Principal numerical and empirical claims in the README, mapped to evidence artifacts, reproduction commands, expected tolerances, and limitations. Per-arm statistics in the Empirical Evidence tables are sourced directly from the JSON artifacts listed below; this document maps the summary-level claims, not every individual table cell.
Methodology
Claims are extracted from README.md as of the current commit.
Each claim must have a JSON artifact in notebooks/results/ or a CI command that produces it.
Tolerances account for hardware-specific floating-point variation (see REPRODUCING.md §Expected Numerical Variation).
“Survives global BH” indicates whether the claim’s p-value survives investigation-wide Benjamini-Hochberg correction across all 76 comparisons (see STATISTICAL_SUMMARY.md).

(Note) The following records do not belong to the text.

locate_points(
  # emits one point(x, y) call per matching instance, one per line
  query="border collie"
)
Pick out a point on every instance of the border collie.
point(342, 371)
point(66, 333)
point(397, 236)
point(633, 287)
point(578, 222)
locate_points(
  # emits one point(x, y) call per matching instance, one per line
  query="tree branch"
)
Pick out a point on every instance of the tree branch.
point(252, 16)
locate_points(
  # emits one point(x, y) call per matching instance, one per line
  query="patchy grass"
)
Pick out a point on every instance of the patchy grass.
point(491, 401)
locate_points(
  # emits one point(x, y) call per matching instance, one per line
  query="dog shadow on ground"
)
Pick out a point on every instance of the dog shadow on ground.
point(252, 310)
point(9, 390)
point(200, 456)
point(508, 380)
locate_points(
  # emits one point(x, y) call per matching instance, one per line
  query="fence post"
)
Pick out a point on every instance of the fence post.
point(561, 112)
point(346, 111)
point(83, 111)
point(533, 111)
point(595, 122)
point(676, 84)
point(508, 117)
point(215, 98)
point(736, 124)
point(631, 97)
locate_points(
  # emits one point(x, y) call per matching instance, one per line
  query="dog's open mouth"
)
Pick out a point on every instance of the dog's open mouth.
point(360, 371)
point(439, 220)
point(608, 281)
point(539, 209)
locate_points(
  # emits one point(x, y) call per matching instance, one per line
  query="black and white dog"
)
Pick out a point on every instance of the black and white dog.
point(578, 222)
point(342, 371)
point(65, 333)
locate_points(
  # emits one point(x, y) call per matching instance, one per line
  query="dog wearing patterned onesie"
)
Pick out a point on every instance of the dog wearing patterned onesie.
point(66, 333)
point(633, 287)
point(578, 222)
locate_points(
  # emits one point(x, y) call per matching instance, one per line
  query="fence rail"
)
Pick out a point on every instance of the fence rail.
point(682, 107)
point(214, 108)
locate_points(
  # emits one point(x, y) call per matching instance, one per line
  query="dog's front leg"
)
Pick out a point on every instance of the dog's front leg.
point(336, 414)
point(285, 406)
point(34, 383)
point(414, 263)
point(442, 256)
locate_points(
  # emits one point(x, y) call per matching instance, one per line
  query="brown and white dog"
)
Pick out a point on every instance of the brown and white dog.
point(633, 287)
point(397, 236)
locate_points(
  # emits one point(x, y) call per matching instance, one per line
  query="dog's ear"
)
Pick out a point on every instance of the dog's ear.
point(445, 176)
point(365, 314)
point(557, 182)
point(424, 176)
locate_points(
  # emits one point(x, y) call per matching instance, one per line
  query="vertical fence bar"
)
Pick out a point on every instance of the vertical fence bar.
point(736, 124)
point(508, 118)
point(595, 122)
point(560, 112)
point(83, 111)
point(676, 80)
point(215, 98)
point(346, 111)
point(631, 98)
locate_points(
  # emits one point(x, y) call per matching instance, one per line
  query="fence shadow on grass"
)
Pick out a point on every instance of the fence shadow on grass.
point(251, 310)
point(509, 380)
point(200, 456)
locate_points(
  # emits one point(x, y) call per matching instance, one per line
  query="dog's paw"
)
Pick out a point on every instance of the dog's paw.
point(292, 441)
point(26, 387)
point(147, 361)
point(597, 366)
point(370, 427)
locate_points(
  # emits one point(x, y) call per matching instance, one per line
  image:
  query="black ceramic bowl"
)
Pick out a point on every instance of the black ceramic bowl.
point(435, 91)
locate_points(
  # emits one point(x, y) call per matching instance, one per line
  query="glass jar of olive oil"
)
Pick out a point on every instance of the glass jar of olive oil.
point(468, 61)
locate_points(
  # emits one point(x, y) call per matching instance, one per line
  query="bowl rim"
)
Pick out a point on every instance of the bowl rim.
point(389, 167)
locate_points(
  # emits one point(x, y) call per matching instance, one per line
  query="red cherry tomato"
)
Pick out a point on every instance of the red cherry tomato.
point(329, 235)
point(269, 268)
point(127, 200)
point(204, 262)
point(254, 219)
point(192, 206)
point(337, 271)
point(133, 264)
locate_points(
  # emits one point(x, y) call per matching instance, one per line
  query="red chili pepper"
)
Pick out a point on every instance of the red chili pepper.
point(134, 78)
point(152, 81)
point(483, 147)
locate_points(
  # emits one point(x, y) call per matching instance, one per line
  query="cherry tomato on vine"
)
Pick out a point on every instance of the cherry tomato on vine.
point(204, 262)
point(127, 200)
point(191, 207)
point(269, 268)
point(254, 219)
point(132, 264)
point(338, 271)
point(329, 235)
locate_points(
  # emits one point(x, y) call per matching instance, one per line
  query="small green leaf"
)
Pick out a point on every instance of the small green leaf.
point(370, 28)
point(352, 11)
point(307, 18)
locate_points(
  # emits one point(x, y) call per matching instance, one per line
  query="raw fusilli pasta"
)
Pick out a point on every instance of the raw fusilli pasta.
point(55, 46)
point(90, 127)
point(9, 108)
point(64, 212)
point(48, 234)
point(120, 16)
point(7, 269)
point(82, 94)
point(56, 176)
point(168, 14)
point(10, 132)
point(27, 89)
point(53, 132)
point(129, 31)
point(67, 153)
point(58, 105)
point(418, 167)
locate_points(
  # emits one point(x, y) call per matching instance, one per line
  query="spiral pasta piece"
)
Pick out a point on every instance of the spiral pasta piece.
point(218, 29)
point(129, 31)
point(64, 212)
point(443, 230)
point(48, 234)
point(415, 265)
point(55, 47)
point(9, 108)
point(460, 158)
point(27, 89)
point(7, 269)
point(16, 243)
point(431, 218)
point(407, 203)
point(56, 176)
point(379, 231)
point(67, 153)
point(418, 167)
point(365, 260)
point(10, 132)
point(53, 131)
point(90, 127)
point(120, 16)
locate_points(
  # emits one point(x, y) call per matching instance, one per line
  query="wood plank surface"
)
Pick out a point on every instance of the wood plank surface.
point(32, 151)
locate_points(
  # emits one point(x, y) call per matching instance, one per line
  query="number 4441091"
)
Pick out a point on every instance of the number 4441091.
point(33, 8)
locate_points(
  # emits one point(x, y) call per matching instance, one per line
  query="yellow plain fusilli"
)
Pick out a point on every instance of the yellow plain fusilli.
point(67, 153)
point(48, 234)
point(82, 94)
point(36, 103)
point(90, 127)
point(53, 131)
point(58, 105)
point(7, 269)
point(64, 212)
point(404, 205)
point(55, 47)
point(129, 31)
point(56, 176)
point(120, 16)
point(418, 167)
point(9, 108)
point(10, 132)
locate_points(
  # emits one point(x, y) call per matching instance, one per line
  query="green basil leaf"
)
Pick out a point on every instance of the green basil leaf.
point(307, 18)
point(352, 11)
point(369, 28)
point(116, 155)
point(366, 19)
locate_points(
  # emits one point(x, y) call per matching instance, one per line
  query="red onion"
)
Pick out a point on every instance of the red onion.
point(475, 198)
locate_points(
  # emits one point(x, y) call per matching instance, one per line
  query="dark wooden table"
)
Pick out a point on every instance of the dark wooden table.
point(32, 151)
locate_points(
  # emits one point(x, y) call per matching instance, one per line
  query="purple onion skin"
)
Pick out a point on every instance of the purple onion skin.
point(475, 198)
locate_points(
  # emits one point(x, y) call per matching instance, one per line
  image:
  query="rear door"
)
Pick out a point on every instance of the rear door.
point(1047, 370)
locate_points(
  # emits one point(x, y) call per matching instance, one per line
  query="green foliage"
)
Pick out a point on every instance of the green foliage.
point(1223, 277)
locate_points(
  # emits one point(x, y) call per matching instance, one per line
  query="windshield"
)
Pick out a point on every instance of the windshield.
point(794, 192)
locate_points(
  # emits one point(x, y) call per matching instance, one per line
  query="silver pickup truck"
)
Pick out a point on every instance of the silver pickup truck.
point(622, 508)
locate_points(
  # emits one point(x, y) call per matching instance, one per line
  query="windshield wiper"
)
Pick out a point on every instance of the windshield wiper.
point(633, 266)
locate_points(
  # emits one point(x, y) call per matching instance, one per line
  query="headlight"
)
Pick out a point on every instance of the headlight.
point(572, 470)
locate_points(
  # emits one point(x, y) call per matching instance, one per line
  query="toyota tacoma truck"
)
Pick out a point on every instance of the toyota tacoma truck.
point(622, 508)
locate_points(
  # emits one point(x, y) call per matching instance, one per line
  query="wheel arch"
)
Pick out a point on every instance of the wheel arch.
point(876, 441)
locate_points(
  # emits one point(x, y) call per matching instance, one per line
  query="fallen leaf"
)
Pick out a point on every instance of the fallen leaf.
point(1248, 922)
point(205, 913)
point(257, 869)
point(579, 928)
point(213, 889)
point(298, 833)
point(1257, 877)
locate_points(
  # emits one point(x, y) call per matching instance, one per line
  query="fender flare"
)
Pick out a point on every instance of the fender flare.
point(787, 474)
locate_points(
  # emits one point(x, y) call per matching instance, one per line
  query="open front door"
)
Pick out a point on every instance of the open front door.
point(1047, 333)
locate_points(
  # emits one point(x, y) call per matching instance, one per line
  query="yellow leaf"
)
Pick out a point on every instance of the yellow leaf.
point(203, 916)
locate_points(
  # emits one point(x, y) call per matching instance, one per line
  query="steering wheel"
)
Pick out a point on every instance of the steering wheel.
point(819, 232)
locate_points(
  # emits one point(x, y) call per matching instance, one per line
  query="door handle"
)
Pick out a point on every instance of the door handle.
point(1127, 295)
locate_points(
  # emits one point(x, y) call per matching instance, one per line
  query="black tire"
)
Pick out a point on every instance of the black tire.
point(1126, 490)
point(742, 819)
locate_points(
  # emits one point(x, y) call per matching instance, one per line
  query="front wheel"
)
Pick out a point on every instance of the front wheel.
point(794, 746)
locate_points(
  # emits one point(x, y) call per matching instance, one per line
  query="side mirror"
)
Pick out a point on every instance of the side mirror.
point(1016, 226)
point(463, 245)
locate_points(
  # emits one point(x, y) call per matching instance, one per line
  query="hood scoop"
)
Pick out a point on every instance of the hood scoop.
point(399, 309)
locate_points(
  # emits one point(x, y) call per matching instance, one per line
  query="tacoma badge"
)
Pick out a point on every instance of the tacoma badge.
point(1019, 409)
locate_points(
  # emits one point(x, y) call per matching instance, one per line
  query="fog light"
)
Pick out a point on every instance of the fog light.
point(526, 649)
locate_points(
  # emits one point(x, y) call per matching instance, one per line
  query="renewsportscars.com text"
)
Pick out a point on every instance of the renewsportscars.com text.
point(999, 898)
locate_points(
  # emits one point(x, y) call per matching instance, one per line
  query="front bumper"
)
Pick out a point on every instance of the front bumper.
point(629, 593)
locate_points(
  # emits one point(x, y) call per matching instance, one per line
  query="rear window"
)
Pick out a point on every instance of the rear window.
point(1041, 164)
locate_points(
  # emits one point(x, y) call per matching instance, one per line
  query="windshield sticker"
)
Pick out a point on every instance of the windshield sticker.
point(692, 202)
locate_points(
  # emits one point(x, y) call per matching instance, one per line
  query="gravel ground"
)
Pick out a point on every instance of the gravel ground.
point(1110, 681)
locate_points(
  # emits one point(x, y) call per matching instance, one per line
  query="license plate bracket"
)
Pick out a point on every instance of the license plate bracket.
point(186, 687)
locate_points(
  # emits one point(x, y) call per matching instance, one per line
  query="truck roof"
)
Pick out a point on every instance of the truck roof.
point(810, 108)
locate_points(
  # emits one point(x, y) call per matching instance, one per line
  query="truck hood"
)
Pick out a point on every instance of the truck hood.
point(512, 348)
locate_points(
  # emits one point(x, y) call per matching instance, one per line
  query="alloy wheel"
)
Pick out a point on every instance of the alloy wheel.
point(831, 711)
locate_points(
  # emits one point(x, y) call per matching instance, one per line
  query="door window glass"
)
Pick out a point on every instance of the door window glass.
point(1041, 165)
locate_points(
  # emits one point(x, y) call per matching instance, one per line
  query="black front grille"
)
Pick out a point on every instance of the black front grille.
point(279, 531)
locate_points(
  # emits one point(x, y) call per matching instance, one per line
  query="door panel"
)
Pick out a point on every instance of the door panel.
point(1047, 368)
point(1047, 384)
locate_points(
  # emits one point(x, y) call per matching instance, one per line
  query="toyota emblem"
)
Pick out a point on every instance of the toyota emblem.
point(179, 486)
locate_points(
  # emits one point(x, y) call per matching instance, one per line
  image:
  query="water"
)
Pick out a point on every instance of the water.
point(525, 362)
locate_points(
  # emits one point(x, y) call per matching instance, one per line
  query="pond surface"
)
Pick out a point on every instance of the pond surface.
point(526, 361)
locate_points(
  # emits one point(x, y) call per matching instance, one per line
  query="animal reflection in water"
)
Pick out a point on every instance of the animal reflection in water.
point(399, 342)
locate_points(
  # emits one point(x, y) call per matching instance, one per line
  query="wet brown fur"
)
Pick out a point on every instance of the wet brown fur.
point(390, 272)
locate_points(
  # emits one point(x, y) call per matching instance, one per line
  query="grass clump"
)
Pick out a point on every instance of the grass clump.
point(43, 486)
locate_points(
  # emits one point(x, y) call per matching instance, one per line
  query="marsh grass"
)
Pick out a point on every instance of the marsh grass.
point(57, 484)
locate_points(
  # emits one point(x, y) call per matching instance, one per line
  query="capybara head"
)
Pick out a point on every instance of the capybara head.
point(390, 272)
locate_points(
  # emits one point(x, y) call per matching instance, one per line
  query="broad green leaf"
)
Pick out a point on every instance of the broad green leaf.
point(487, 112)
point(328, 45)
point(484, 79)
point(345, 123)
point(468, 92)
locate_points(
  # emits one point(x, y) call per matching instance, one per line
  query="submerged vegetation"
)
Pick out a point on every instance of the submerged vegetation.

Claim 1: “497 tests, 100% line coverage when run with full dependencies”
CI reports coverage on every push; 100% requires full dependencies including torch
Tolerance
Exact: 497 test functions as counted by grep -c "def test_" tests/*.py
Limitation
CI installs .[dev] (no torch), so topogeoml/nn/ code paths are not exercised in CI and coverage is below 100% in that environment. 100% coverage is achieved when torch is installed (pip install -e ".[all]"). __init__.py files are omitted per pyproject.toml [tool.coverage.run]. Coverage is reported in CI but not gated because the torch-less CI environment cannot achieve 100%.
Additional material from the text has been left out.